Ghana and Jamaica have formalised a bilateral health workforce agreement that will enable the deployment of Ghanaian health professionals to the Caribbean nation, with the first batch expected to leave by the end of June, 2026.
The arrangement is expected to open new employment pathways for Ghana’s large pool of trained but unemployed health workers, estimated at about 74,000, including nurses, midwives and allied health professionals. Many of them have remained without formal placement due to limited government recruitment and fiscal constraints.
The agreement was reached during high-level bilateral discussions in Accra between Ghana’s Health Minister, Kwabena Mintah Akandoh and Jamaica’s Health and Wellness Minister, Christopher Tufton.

According to Ghana’s Health Minister, the agreement has cleared all necessary technical, administrative, legal and diplomatic processes, paving the way for implementation.
Authorities from both countries are currently working on deployment timelines, documentation procedures, professional licensing, welfare arrangements and institutional coordination to ensure a smooth rollout of the programme.
The Minister described the pact as a significant milestone in Ghana–Jamaica relations, noting that it will promote ethical recruitment while creating employment opportunities and strengthening health systems in both countries.
‘‘The arrangement would also support skills exchange, knowledge transfer and broader collaboration aimed at strengthening health systems in both countries.’’
He further emphasised Ghana’s commitment to international ethical recruitment standards that safeguard the interests of both sending and receiving countries.

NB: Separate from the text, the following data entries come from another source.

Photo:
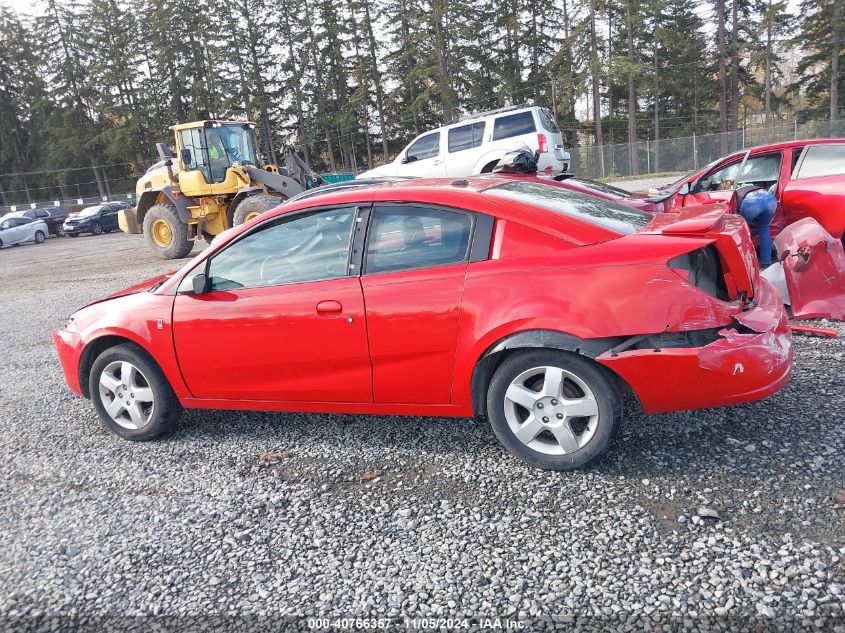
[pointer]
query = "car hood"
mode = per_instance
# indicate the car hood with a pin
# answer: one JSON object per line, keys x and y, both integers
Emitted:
{"x": 140, "y": 287}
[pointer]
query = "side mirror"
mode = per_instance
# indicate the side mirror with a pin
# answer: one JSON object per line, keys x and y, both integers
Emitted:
{"x": 200, "y": 283}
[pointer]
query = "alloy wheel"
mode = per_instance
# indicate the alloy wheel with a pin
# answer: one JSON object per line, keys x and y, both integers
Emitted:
{"x": 126, "y": 395}
{"x": 551, "y": 410}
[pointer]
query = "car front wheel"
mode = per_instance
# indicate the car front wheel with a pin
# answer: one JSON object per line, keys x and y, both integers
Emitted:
{"x": 131, "y": 394}
{"x": 553, "y": 409}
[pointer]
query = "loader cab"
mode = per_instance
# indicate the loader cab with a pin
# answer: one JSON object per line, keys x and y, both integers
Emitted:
{"x": 207, "y": 149}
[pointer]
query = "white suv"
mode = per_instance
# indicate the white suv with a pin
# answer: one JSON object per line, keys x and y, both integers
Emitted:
{"x": 474, "y": 145}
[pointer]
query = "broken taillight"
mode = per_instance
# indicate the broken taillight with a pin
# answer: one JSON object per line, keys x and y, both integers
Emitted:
{"x": 543, "y": 144}
{"x": 703, "y": 269}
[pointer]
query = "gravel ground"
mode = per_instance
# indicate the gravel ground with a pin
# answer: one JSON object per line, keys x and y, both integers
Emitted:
{"x": 260, "y": 520}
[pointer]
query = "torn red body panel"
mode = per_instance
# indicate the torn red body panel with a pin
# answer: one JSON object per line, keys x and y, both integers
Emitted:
{"x": 814, "y": 331}
{"x": 814, "y": 267}
{"x": 756, "y": 353}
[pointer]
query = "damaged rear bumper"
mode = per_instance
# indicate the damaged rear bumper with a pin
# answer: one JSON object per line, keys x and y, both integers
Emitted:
{"x": 750, "y": 360}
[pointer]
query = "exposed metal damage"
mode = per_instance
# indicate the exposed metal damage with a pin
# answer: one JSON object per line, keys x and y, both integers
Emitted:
{"x": 811, "y": 274}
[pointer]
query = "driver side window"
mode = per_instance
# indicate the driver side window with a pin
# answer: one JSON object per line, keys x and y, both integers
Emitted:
{"x": 722, "y": 178}
{"x": 302, "y": 248}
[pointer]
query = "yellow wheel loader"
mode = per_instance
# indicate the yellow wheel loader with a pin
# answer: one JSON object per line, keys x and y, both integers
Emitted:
{"x": 213, "y": 182}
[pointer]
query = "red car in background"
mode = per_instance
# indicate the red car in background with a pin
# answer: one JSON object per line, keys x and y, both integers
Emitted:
{"x": 807, "y": 178}
{"x": 496, "y": 296}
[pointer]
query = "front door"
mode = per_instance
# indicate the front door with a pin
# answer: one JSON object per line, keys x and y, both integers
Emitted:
{"x": 413, "y": 281}
{"x": 424, "y": 157}
{"x": 282, "y": 319}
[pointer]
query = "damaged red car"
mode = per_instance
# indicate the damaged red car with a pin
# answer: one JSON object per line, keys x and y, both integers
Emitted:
{"x": 534, "y": 306}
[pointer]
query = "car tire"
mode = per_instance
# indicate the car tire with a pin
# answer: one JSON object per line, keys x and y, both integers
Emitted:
{"x": 166, "y": 234}
{"x": 531, "y": 399}
{"x": 255, "y": 205}
{"x": 127, "y": 371}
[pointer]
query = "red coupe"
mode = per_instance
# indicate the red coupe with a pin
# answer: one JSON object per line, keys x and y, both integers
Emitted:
{"x": 532, "y": 305}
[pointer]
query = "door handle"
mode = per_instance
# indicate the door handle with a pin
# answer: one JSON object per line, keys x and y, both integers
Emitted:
{"x": 329, "y": 307}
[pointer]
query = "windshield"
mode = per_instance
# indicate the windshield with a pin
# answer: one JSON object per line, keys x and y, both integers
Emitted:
{"x": 230, "y": 142}
{"x": 227, "y": 144}
{"x": 610, "y": 215}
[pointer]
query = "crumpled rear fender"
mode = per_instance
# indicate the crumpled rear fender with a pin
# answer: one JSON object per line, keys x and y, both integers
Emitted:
{"x": 751, "y": 360}
{"x": 814, "y": 267}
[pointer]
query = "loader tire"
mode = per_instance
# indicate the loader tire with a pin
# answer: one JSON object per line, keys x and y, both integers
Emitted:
{"x": 166, "y": 234}
{"x": 253, "y": 206}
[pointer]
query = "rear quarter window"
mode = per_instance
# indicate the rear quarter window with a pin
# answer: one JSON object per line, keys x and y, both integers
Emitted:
{"x": 610, "y": 215}
{"x": 513, "y": 125}
{"x": 822, "y": 160}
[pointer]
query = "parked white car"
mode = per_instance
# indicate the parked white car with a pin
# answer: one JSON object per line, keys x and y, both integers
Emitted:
{"x": 474, "y": 145}
{"x": 17, "y": 230}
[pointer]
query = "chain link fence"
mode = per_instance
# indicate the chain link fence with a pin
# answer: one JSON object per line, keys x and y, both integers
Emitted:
{"x": 686, "y": 154}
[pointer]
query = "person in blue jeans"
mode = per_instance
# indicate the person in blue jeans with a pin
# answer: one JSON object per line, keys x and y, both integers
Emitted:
{"x": 760, "y": 205}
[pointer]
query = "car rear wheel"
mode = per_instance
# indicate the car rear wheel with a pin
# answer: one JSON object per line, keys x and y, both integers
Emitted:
{"x": 553, "y": 409}
{"x": 132, "y": 395}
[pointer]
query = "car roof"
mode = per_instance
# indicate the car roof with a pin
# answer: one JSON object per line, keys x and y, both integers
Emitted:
{"x": 787, "y": 144}
{"x": 462, "y": 194}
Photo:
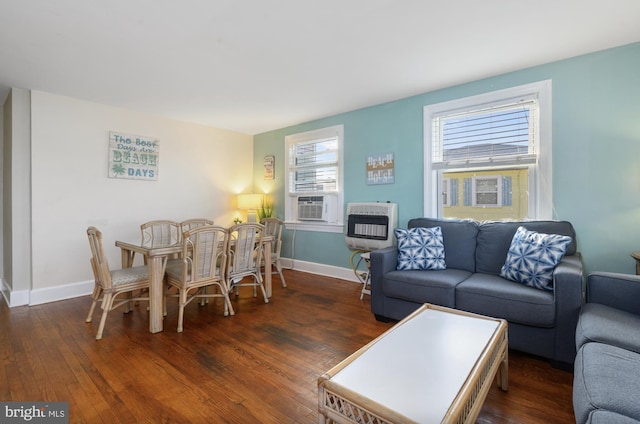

‘‘Discussions on implementation have advanced significantly and the first batch of Ghanaian health professionals is expected to depart for Jamaica in June this year’’. He said
On his part, Jamaica’s Health Minister, Christopher Tufton, said the agreement goes beyond labour mobility, framing it as part of a broader effort to address global inequalities in healthcare access.
During the talks, he stressed the importance of international collaboration in improving health outcomes, arguing that unequal access to healthcare remains a persistent global challenge.
‘‘The realities of our current world is that the inequalities of access to health care is a real challenge, and indeed it appears to be getting worse, not better, and it defies the principle of optimizing the best care if collaboration and partnership takes place, and too often the rhetoric around collaboration does not match the actions on the ground to ensure that there’s equitable distribution, access, and availability of health care for mankind, for the world, too many places have more than enough, and too many places have none at all.’’

As part of the visit, the Jamaican delegation is expected to tour selected health facilities and regulatory institutions in the Greater Accra and Eastern regions to better understand Ghana’s healthcare system and explore further areas of cooperation.
Beyond workforce deployment, both countries are also in discussions on expanded collaboration in specialist medical training, nursing education, public health, pharmaceutical development, plant medicine research, digital health systems, emergency preparedness, health tourism and scientific research.